Boozing dockworkers lose appeal
Two dockworkers, who were health and safety representatives, were fired for taking part in an eight-hour booze-up just months after a liquor ban had been imposed.
Henry Nee Nee and Andy Nathan took their case against former employers C3 Ltd to the Employment Relations Authority arguing they were unjustifiably sacked and discriminated against but the authority disagreed.
In September 2011 during a drinking session on C3 premises, an employee was punched in the side of the head and rolled to the bottom of some stairs.
As a result, manager of the Auckland business Ronald Neil told all workers alcohol was not to be brought on to or consumed on the premises.
Text messages were sent to employees, posters put up around the wharf and the health and safety committee discussed the matter, while both Nee Nee and Nathan were present.
On February 3, a female employee found several beer boxes and empty bottles in a bin and alerted management.
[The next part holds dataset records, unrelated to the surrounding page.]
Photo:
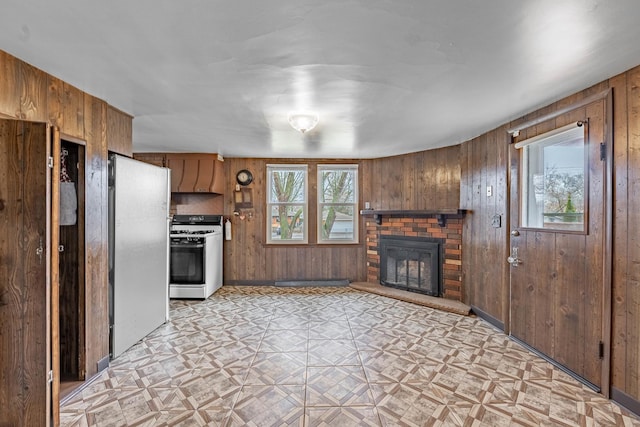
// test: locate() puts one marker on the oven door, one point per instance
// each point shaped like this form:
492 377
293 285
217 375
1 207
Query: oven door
187 262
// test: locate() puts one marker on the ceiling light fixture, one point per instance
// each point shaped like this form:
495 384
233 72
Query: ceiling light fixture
303 122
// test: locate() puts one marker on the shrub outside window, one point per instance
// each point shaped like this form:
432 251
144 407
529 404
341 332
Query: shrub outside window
337 204
287 204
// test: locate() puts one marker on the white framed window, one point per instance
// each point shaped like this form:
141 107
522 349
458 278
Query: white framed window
337 204
554 177
287 203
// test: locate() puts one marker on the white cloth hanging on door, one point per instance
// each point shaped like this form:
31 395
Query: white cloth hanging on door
68 196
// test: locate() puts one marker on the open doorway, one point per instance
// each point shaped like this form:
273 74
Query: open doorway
72 266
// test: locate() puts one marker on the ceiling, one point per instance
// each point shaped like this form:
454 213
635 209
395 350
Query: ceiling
385 77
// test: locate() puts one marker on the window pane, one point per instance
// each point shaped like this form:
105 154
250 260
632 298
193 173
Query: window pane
338 222
337 186
287 186
287 222
287 203
553 184
337 204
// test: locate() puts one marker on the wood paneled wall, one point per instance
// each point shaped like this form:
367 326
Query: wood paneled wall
249 260
425 180
30 94
625 363
486 275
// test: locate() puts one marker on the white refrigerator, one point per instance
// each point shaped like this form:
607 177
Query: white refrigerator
139 199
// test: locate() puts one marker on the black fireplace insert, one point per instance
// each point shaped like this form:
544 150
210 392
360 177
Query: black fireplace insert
412 263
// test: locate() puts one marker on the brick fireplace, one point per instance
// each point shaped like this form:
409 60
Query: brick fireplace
448 228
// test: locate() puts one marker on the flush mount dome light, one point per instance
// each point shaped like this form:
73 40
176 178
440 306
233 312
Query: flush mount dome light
303 122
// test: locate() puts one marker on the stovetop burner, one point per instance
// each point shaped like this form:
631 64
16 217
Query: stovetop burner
192 231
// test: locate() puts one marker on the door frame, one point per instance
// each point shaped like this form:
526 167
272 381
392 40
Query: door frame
607 96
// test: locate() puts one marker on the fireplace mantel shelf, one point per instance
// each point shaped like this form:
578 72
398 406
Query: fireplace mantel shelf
440 214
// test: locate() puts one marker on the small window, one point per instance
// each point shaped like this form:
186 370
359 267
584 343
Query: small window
287 204
337 203
553 180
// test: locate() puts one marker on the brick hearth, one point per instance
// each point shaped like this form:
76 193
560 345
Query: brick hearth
420 227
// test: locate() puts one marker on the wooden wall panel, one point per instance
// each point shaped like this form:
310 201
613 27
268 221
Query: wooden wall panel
66 107
10 84
96 251
632 285
620 280
119 132
249 260
425 180
484 253
33 93
28 93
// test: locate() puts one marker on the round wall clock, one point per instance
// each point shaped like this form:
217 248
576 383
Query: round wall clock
244 177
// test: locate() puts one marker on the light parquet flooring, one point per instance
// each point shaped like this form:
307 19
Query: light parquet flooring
266 356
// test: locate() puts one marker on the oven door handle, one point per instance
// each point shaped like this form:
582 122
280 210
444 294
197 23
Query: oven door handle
188 245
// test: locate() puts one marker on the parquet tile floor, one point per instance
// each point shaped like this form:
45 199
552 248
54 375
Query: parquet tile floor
319 356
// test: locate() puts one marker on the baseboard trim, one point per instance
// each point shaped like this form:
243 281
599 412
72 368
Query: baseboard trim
103 363
488 318
305 283
289 283
249 282
563 368
626 401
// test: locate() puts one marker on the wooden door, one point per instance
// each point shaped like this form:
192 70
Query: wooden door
25 281
558 262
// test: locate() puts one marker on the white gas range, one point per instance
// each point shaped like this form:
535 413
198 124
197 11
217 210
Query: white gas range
195 268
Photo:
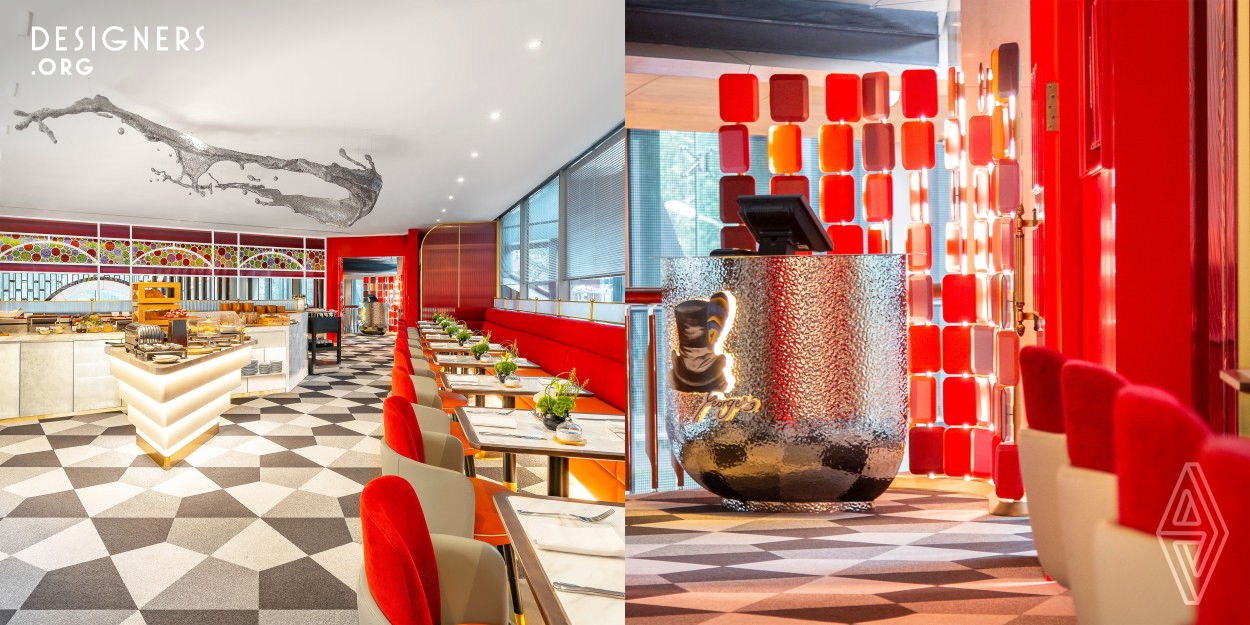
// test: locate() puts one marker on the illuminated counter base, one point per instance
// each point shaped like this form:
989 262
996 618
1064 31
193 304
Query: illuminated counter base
175 408
811 353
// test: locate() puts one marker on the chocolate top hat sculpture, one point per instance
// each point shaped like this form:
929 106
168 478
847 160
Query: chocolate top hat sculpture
695 366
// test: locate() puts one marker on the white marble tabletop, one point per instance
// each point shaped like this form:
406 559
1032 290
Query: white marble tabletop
468 360
545 566
495 429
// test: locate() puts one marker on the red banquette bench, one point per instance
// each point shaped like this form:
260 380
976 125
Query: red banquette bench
598 353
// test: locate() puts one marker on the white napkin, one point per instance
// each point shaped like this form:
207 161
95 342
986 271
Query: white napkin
601 541
494 421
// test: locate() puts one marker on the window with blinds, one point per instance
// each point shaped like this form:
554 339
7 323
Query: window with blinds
543 241
595 214
510 254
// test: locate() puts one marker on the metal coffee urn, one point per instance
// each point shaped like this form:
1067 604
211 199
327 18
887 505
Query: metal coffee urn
788 376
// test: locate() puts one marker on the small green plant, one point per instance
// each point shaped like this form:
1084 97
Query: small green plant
506 364
480 348
560 395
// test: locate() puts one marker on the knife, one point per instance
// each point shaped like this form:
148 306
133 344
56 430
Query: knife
586 590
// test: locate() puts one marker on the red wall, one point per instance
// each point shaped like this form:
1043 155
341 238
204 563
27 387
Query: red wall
359 246
1119 219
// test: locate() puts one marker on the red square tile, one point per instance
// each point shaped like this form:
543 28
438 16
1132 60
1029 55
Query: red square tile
848 239
919 94
788 96
959 400
876 240
836 198
920 298
878 198
731 188
984 443
925 348
791 185
924 399
735 149
925 450
875 90
843 96
1006 186
956 348
785 149
739 98
958 451
980 140
836 148
918 145
1006 358
876 146
959 298
736 238
919 246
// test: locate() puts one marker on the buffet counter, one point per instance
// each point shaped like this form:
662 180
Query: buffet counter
56 374
175 406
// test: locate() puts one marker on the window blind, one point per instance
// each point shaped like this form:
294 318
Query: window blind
595 211
543 241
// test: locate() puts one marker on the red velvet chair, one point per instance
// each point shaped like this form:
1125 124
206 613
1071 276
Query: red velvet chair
404 386
1043 451
411 576
430 464
1133 581
1086 486
1225 461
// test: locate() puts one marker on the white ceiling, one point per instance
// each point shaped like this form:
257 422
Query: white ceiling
409 81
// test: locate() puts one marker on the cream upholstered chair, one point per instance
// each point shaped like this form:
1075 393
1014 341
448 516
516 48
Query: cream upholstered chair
1131 579
1043 450
1088 485
411 575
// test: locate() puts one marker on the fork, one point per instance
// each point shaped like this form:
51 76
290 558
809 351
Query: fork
586 590
598 518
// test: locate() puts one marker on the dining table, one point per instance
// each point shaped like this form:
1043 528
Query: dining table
463 363
573 554
450 346
513 431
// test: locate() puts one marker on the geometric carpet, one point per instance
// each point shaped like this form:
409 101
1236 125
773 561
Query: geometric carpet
920 558
258 526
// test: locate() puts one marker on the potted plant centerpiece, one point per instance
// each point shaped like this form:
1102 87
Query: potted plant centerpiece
558 399
480 348
506 363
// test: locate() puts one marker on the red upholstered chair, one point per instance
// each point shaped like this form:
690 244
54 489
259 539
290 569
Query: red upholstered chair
1133 581
404 386
430 464
411 576
1088 485
1043 450
1225 461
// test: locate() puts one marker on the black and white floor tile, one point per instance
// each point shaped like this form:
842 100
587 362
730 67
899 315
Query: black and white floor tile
258 526
921 558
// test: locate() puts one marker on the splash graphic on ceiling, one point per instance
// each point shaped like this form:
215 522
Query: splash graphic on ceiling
363 183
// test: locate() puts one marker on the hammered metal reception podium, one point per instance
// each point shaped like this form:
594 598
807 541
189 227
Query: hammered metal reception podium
788 376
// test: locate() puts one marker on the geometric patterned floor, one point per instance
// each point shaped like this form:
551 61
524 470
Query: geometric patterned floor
920 558
258 526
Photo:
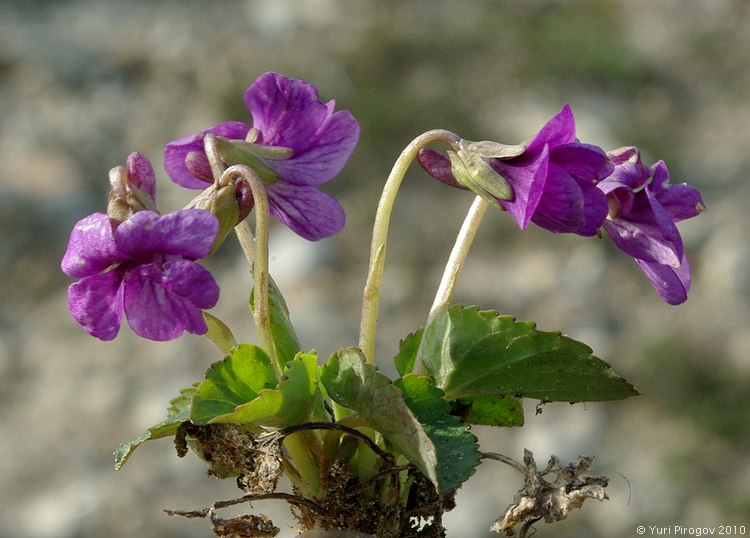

Neil confronted a staff member who confirmed to him a group had been fishing on the wharf and had then had a drinking session in the locker room.
He confirmed Nee Nee and Nathan were part of the group.
Baz Pritchard, a general manager, was drafted in to undertake an investigation but when he spoke to the two senior employees they denied being part of the impromptu party.
Nee Nee said he was drinking ginger beer and at a disciplinary hearing Nathan also said that was the extent of his involvement.
However, one of their colleagues definitively told Pritchard: "We were all on the piss."
During his investigation he found the six people involved had drunk about 66 bottles of beer over an eight-hour period and Nee Nee and Nathan appeared to have driven home afterwards.
At disciplinary meetings towards the end of March the pair maintained their innocence but after meeting union officials they confessed their involvement, while at the same time minimising their role in the booze binge.
On April 10 Nee Nee and Nathan were officially dismissed and at a recent hearing the Employment relations Authority deemed their actions were justified.
The authority disagreed with the men that they had been discriminated against, saying C3 were within their rights to make examples of the health and safety representatives.